Portland city councilors on Monday evening delayed a vote on an emergency pandemic order, a move that triggered a new hazard pay ordinance that will raise the city’s minimum wage starting Jan. 1.
Six of the nine councilors voted to postpone action on repealing the city’s state of emergency that has been in effect for 21 months until Jan. 3, when they also plan to discuss an indoor mask mandate.
With the state of emergency still in place at the beginning of the year, minimum-wage workers who are full-time or part-time and are employed in for-profit and nonprofit organizations will get bumped up 1 1/2 times their current pay to $19.50 per hour. The ordinance applies to work done during a state, city or county emergency. At that level, it is higher than any municipal minimum wage in the country.

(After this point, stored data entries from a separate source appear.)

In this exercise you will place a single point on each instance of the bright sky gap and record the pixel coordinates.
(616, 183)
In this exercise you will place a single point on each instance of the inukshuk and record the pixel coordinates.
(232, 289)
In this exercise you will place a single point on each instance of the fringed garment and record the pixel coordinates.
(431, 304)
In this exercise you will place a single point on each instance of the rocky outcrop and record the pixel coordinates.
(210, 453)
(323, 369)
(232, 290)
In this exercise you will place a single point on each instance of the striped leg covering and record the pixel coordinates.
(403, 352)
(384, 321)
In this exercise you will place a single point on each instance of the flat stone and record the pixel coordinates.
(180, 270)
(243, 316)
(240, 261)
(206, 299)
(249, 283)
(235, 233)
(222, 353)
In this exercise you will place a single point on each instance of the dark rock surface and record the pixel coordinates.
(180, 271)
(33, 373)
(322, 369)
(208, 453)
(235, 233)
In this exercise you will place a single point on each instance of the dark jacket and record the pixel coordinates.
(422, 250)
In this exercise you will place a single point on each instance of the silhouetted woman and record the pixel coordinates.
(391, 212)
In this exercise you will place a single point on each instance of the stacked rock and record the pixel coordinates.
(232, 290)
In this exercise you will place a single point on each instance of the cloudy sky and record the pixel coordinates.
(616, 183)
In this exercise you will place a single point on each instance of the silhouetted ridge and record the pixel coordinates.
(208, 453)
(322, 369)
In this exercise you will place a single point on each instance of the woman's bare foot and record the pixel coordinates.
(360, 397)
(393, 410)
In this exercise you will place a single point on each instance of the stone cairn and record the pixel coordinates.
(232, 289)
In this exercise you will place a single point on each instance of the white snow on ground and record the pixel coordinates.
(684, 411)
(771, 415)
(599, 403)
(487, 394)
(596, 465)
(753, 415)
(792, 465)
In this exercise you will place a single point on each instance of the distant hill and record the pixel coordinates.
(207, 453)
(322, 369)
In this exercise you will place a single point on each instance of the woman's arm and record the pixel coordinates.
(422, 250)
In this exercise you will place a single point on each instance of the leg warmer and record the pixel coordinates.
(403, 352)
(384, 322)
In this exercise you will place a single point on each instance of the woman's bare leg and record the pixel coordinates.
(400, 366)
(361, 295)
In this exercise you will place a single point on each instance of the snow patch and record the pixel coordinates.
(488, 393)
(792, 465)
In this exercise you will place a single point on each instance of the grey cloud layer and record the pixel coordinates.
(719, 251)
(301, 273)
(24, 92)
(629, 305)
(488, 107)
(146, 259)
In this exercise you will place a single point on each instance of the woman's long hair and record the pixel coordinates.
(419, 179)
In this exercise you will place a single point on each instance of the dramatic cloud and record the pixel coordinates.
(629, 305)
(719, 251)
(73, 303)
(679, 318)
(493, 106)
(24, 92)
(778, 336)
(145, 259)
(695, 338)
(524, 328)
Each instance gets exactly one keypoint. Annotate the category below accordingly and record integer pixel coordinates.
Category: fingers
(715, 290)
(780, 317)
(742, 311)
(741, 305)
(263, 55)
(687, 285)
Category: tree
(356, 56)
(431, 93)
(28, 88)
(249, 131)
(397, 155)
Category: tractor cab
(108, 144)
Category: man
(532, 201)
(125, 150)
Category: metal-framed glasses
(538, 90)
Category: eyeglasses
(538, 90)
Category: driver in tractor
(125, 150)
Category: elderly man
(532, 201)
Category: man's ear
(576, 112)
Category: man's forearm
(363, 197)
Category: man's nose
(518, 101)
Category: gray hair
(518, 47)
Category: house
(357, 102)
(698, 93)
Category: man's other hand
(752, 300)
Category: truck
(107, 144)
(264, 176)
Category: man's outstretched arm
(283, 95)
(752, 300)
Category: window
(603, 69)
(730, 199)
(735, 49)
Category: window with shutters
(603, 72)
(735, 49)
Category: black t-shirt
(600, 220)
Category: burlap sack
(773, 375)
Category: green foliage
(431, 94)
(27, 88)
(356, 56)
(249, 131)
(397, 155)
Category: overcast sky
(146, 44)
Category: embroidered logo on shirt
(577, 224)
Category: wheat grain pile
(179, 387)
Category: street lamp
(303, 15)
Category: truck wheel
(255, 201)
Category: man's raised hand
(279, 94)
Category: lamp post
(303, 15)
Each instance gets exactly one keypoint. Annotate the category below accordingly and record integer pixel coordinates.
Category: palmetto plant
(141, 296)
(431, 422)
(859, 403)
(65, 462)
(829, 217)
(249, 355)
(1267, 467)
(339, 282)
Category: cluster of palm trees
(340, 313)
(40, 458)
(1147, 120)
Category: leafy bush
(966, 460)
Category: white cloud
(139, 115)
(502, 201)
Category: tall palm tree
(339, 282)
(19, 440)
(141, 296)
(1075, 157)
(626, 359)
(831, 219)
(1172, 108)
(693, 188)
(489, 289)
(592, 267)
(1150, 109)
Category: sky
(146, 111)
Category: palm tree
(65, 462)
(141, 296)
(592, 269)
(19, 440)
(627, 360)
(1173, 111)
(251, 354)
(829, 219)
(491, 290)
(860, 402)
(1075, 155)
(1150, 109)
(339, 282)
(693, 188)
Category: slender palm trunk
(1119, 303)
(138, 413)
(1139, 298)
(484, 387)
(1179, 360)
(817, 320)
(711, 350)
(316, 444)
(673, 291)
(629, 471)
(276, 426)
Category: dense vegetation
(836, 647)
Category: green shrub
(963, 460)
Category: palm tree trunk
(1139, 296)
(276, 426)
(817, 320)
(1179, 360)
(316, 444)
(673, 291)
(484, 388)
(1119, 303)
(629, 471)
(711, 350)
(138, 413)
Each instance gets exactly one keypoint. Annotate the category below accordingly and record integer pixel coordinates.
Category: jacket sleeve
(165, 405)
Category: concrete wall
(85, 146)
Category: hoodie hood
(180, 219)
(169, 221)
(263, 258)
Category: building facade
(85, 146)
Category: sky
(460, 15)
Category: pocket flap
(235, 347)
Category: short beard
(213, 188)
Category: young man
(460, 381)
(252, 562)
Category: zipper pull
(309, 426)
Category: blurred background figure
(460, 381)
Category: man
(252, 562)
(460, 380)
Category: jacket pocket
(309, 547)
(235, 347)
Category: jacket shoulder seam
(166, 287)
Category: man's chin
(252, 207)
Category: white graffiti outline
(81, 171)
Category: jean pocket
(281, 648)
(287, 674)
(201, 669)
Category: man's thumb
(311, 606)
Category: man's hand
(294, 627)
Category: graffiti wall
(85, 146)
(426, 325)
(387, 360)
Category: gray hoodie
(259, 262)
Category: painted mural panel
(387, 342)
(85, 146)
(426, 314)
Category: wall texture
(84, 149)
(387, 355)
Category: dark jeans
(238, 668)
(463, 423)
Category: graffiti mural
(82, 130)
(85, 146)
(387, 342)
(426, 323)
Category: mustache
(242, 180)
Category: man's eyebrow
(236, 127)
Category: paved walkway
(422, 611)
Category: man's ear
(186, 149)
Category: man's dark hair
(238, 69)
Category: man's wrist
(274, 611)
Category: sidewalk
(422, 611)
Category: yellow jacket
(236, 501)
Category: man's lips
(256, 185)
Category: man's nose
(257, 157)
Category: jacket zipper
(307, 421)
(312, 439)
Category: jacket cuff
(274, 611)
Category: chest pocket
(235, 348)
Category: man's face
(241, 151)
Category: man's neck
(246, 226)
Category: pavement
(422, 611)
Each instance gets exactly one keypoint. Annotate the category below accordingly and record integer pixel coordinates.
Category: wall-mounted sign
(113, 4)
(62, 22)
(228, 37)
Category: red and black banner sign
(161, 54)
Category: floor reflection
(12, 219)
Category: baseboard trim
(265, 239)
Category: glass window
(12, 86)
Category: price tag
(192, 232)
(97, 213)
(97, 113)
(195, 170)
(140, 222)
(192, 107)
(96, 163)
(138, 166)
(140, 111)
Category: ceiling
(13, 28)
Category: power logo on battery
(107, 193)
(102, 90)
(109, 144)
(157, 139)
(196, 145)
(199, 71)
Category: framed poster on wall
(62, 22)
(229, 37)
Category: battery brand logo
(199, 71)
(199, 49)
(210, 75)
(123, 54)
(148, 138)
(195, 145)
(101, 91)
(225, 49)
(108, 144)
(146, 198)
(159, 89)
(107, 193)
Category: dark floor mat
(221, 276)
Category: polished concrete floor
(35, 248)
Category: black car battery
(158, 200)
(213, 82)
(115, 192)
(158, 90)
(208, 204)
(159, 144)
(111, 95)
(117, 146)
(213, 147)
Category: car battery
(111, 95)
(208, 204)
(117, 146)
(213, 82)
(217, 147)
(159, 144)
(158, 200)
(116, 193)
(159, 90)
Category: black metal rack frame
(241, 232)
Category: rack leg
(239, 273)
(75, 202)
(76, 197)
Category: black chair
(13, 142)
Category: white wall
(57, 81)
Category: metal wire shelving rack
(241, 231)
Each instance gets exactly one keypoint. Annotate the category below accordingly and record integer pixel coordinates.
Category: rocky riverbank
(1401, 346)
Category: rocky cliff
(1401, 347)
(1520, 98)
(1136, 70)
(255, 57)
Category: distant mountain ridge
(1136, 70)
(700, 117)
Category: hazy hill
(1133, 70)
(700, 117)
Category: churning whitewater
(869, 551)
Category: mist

The ordinance was enacted in 2020 as part of a progressive slate of referendum questions in Maine’s largest city, but it has been subject to legal and political challenges. Maine’s high court upheld the ordinance in July, but said it would not take effect until January 2022.
The Portland Regional Chamber of Commerce opposed the move, saying the $19.50 will be “difficult, if not impossible, for many of our members in Portland to absorb.” The chamber said it hopes the emergency order will be resolved when the city council reconvenes on Jan. 3.
The chamber also urged the councilors to consider a mask mandate that is separate from the state of emergency.